Мы остановились и попытались закурить. Чтобы прикрыть огонек от ветра, мы тесно прижались друг к другу. Двинувшись дальше, мы вдруг заметили человека, бежавшего между деревьями по Английскому парку. Он выскочил из-за «Каролины». Сначала мне показалось, что человек этот бежит к нам, но он повернул к химическому факультету.

— Ему здорово некогда, — заметила Ульрика.

— Какой-нибудь психопат спортсмен тренируется, — ответил я. — Барахтанье в снегу отлично развивает мышцы ног. Никто, кроме спортсмена, не побежит как угорелый в такую темень.

Мы преодолели полпути до Английского парка. Потом пошли обратно по Кладбищенской улице, повернули на Гропгрэнд и остановились возле моего дома.

— Ты зайдешь ко мне? — спросил я.

— Мне пора домой, надо дочитать Рабле, — ответила она.

— У меня есть пара бутылок вина.

— Подождут до завтра.

— В этом я не уверен.

Снег кончился. Дул слабый ветерок.

— Ты не собираешься проводить меня домой? — спросила Ульрика.

— До твоего дома не больше двухсот метров, — ответил я. — Как-нибудь сама найдешь дорогу.

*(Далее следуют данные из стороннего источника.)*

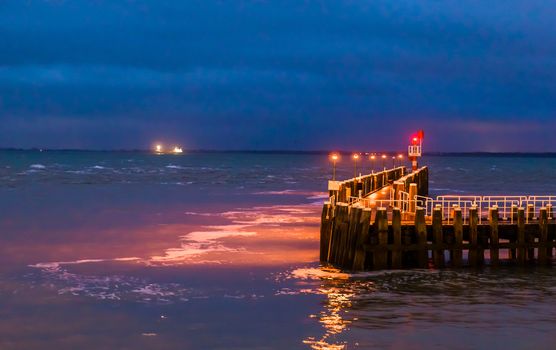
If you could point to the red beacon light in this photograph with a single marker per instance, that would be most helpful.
(415, 149)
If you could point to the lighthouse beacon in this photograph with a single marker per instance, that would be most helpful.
(415, 148)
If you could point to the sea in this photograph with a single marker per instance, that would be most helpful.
(209, 250)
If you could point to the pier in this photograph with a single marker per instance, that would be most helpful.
(392, 224)
(386, 220)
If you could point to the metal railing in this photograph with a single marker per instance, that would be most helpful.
(507, 205)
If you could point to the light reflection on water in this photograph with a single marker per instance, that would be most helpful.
(379, 309)
(216, 230)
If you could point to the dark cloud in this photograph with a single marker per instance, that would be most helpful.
(278, 75)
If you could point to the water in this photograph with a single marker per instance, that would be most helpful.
(116, 250)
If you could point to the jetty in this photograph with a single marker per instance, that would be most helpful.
(386, 220)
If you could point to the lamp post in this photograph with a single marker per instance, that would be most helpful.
(355, 158)
(334, 157)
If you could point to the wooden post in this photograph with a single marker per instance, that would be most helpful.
(549, 212)
(513, 213)
(473, 238)
(362, 238)
(530, 212)
(458, 237)
(513, 217)
(421, 230)
(521, 236)
(397, 238)
(438, 253)
(494, 252)
(380, 256)
(543, 236)
(352, 236)
(412, 194)
(325, 221)
(340, 223)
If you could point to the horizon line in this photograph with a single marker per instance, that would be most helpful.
(275, 151)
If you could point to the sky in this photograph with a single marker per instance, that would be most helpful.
(278, 75)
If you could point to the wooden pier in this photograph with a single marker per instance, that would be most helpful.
(392, 224)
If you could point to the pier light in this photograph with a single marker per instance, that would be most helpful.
(400, 157)
(334, 157)
(355, 157)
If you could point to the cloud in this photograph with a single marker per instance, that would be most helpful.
(274, 75)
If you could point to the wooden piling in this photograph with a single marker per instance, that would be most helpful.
(352, 235)
(438, 253)
(397, 238)
(474, 249)
(412, 194)
(362, 238)
(421, 230)
(458, 238)
(543, 237)
(513, 220)
(530, 212)
(326, 220)
(494, 251)
(521, 236)
(380, 255)
(340, 225)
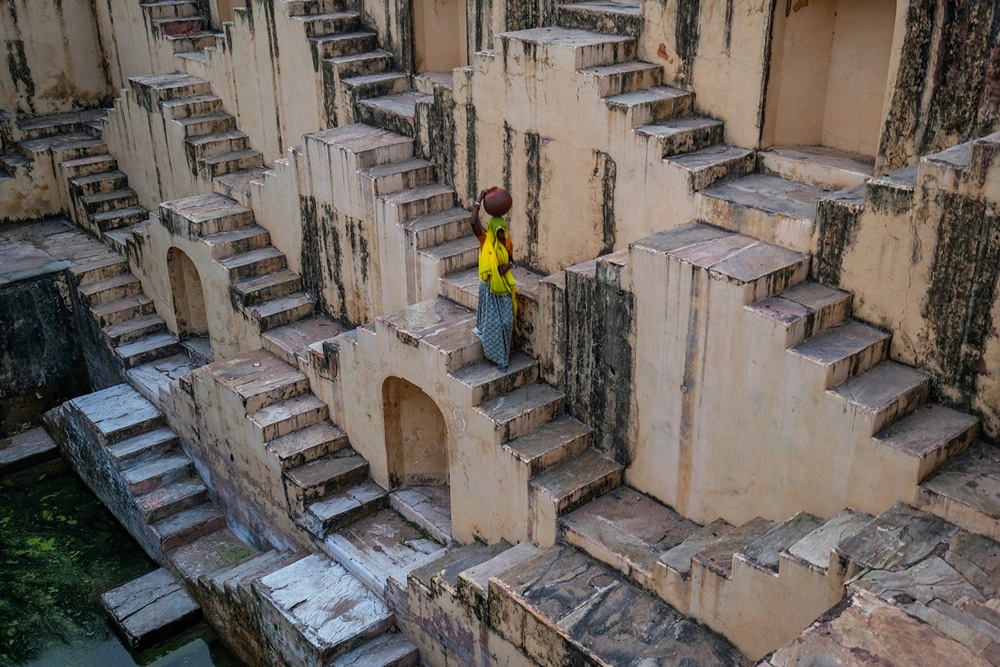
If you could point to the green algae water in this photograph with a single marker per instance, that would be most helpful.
(59, 549)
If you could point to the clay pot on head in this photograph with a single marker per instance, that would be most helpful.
(498, 202)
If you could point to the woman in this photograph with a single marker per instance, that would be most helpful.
(497, 309)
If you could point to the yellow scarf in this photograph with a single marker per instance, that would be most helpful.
(491, 256)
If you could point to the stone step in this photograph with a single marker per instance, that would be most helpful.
(227, 163)
(518, 412)
(966, 490)
(131, 330)
(627, 77)
(473, 583)
(714, 164)
(426, 506)
(883, 394)
(150, 609)
(895, 540)
(334, 46)
(566, 486)
(171, 499)
(316, 25)
(343, 508)
(395, 113)
(147, 349)
(566, 48)
(283, 310)
(148, 475)
(119, 218)
(236, 241)
(843, 352)
(376, 85)
(188, 525)
(320, 609)
(116, 287)
(381, 549)
(928, 437)
(391, 649)
(173, 26)
(816, 549)
(672, 569)
(562, 607)
(550, 444)
(627, 531)
(825, 167)
(360, 64)
(207, 124)
(87, 166)
(436, 228)
(716, 558)
(112, 312)
(270, 286)
(102, 202)
(449, 257)
(211, 145)
(441, 576)
(201, 104)
(803, 311)
(306, 444)
(766, 207)
(421, 200)
(259, 379)
(323, 477)
(485, 382)
(764, 552)
(254, 263)
(204, 215)
(113, 264)
(143, 446)
(106, 181)
(403, 175)
(291, 342)
(154, 89)
(605, 16)
(282, 418)
(170, 9)
(683, 135)
(642, 107)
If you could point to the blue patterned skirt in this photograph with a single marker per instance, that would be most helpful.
(495, 324)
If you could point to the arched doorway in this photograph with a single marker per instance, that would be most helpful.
(829, 73)
(188, 295)
(416, 441)
(416, 437)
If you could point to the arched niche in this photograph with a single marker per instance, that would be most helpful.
(188, 295)
(829, 74)
(416, 436)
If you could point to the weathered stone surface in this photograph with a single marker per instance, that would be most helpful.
(626, 530)
(26, 449)
(150, 608)
(870, 630)
(561, 607)
(321, 609)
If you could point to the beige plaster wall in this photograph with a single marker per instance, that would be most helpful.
(54, 61)
(727, 68)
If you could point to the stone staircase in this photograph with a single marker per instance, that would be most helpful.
(118, 441)
(260, 284)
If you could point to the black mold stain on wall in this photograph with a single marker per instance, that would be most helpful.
(687, 34)
(599, 353)
(963, 290)
(948, 81)
(41, 361)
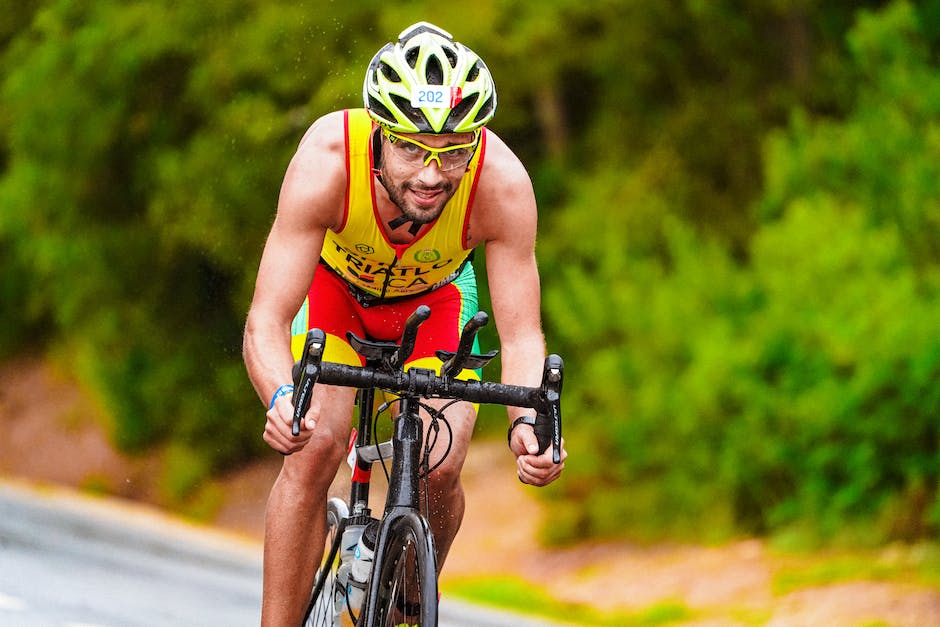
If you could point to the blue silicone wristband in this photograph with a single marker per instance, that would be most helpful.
(284, 390)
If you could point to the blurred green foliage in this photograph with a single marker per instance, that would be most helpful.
(740, 234)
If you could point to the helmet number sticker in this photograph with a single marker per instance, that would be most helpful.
(436, 97)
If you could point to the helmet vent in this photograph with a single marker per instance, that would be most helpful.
(434, 72)
(451, 56)
(474, 72)
(390, 73)
(411, 57)
(465, 105)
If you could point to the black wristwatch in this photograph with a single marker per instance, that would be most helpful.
(521, 420)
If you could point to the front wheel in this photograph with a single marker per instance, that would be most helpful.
(320, 611)
(406, 590)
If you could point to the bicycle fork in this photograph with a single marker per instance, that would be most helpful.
(402, 512)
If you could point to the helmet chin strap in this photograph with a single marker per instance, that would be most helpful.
(377, 172)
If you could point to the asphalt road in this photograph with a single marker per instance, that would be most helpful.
(70, 562)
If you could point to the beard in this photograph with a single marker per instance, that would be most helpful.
(403, 193)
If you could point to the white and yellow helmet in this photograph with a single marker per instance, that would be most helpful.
(428, 83)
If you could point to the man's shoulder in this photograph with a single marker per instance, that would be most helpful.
(501, 166)
(326, 133)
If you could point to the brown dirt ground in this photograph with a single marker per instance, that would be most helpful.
(52, 435)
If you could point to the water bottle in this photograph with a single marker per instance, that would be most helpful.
(341, 593)
(363, 553)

Я поднялся к себе, сел в кресло и взял книгу, развернутую на середине. Это был «Момент-22» Иозефа Холлера.

9. Бруберг

Мы с Харальдом выпили лишь по стакану грога. Бюгдену нужно было вести машину, поэтому он ограничился пивом. Кроме того, он был принципиальным противником грога.

— За обедом я могу выпить рюмку водки, — признался он. — А вообще спиртных напитков не употребляю.

Скоро мы перешли с ним на «ты». Его звали Густав.


Поскольку Харальд с Густавом в конце концов пришли к выводу, что у меня едва ли была возможность отравить Манфреда, мы начали играть в Шерлока Холмса и доктора Ватсона. Сначала мы исключили из списка потенциальных убийц Мэрту, а потом, после некоторого колебания, и Рамселиуса.

— Никогда нельзя быть уверенным на все сто процентов, — сказал мой новоиспеченный братец Густав, и вид у него был такой, словно он не был уверен и во мне. — Но мотивов убийства я в данном случае найти не могу.

— Это верно, — согласился я. — Трудно поверить, что Юхан-Якуб вдруг начнет истреблять всех неверных, проповедуя свой метод огнем и мечом.

Далее я предложил исключить и Германа из числа подозреваемых в убийстве. Насколько мне было известно, у него тоже не было причин убивать Манфреда. Однако и Харальд и Бюгден стали протестовать.

— Пусть мы не знаем причин, которые могли побудить его совершить убийство, — сказал Густав. — Но он явно имел возможность убить Манфреда. Ведь Хофстедтер дольше всех сидел рядом с Лундбергом.

Я сказал, что это звучит не очень убедительно.

Допустим, Хофстедтер и Лундберг беседуют, — продолжал Густав. — Они обсуждают чрезвычайно интересный для Хофстедтера вопрос. Он много курит. Я заметил, что пепельницы в «Альме» стоят почти на середине стола. Предположим, что Хофстедтер протягивает руку к пепельнице через поднос Лундберга, а Лундберг и это время говорит о чем-то таком, что Хофстедтер слушает с величайшим интересом.